Впервые придя в монастырь и стоя в ожидании у келии иеродиакона Глеба, монашек сей, кутаясь в рваную рясу, оглянулся вокруг, и неожиданно на утомлённом лице его объявились необычайно живые глаза, светившиеся разумом, волей, и необыкновенной, странной в стенах монастырских, удалью. Но Отрепьев тут же опустил веки и погасил глаза. Так вот ныне глаза Отрепьева неизменно и на всех смотрели с победительной силой и властностью. И взор этот не мог не смутить каждого, кто только видел монаха. Так в монастырях не смотрят, так, богу служа, людей не оглядывают.

С некоторых пор Отрепьеву в трапезной стали подавать отдельный от братии стол, и блюда подавали вовсе иные, отдельно же приготовляемые. Братия зашепталась. Но было сказано: «Монаху сему подают пищу, ежедень приносимую для него доброхотами». «Хорошо, пускай», — ответили на то монахи. Но вот однажды вся трапезная была поражена вдруг случившимся.

Иеродиакон Глеб, весьма уважаемый в монастыре за долгие годы свои, за учёность великую и за скромность бытия, по известной рассеянности, видать, остановился как-то у стола Отрепьева, и тот, увидя его, пригласил к столу. Но как! Рука Григория поднялась от стола и проплыла, приглашая старца сесть на лавку, так, как плывёт, указуя, только рука царская. Старец растерянно присел, и видно было по затрясшейся голове, что он чрезмерно напуган. Все, кто только был в трапезной, опешив, открыли рты не в силах и передохнуть. В головах родилась мысль: «А чего бояться иеродиакону? Отчего лицом он посерел? Почему седая голова трясётся?»

Ответа, однако, не нашёл ни один из братии. Отрепьев неотлучно был ныне подле патриарха. Читал по его приказу святые книги, когда тот желал послушать то или иное, но по слабости зрения и недосугу сам уже прочесть не мог, переписывал жития святых по патриаршему же повелению, бывал с патриархом в Грановитой палате, в Думе и многократно мог лицезреть царя.

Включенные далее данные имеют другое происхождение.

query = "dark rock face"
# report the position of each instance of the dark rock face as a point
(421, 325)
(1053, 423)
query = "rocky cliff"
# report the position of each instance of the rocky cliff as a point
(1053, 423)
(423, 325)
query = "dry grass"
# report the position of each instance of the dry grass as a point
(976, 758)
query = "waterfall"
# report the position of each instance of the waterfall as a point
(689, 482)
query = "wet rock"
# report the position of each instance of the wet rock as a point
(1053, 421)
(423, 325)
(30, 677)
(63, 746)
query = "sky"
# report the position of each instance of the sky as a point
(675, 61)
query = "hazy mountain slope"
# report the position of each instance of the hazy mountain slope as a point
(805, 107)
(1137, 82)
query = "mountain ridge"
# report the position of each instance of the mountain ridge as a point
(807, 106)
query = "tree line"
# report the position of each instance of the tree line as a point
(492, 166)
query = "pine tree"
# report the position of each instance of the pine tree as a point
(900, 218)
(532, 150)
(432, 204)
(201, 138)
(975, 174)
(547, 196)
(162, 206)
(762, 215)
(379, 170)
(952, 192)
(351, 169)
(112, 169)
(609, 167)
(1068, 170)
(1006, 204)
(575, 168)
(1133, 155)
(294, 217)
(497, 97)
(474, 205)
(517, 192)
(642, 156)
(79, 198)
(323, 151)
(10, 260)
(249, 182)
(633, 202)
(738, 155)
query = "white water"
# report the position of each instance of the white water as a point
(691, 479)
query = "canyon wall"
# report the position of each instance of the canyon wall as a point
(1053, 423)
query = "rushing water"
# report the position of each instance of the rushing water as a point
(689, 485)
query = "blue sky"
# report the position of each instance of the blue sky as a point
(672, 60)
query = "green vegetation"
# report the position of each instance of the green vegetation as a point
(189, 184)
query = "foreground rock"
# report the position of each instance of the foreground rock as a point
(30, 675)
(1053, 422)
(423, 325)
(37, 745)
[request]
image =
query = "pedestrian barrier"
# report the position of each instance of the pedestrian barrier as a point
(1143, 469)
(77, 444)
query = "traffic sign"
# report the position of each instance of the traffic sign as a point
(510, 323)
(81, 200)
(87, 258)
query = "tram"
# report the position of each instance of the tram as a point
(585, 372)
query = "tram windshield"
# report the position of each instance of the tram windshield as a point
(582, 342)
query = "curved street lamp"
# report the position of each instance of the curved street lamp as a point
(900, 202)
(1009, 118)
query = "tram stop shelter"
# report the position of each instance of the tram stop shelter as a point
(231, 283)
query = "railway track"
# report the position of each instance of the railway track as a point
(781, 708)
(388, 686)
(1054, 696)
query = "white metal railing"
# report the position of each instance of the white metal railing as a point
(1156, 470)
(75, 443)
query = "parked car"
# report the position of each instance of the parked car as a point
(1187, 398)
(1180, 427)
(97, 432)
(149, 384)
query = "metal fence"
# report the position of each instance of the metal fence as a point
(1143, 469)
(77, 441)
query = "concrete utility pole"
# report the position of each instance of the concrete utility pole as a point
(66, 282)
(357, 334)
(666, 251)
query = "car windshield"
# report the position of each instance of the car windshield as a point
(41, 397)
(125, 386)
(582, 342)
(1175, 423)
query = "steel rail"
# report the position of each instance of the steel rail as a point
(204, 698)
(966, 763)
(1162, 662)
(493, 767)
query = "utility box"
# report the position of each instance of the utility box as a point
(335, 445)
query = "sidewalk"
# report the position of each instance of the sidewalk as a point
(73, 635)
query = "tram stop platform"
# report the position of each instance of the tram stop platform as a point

О чём думал Отрепьев сейчас, во время благодарственного богослужения, было неведомо. Но до самого конца службы лицо его так и не озарилось святым огнём.

По окончании молебна на паперти храма один из монахов, задержавшись подле стоящего молча Григория, видать, со зла сказал дерзко:

— На лице твоём не видел я благолепия, когда братия господа славила за дарованное здоровье царю. — И повторил со значением: — Царю!

Григорий, долго-долго вглядываясь в монаха, неожиданно сказал, раздельно и чётко выговаривая каждое слово:

— Царю… — Качнул головой. — Неведомо вам, сирым, кем я являюсь на Москве. — Перекрестился. — Вот и царём, быть может.

Монах, поражённый его словами, даже не ответил. Постоял, выражая всем своим видом полное недоумение, повернулся да и пошёл прочь.

Через малое время слова Григория Отрепьева знал весь монастырь.

Промысел сильных людей бодрствовал над Григорием, и кто-то неведомый и в сей раз попытался отвести от него беду, братии сказали было, что в словах Отрепьева нет предосудительного. От гордыни-де это, не подумавши сказано или, напротив, в словах этих надежда на служение богу. И слово «царь» и так-де можно понимать, как сильный, могучий, старший отличнейший меж другими. И монах-де сей в этом смысле говорил, стремясь отличиться в служении церкви. Однако разговоры унять не удалось. Слова Отрепьева дошли до митрополита Ионы[100].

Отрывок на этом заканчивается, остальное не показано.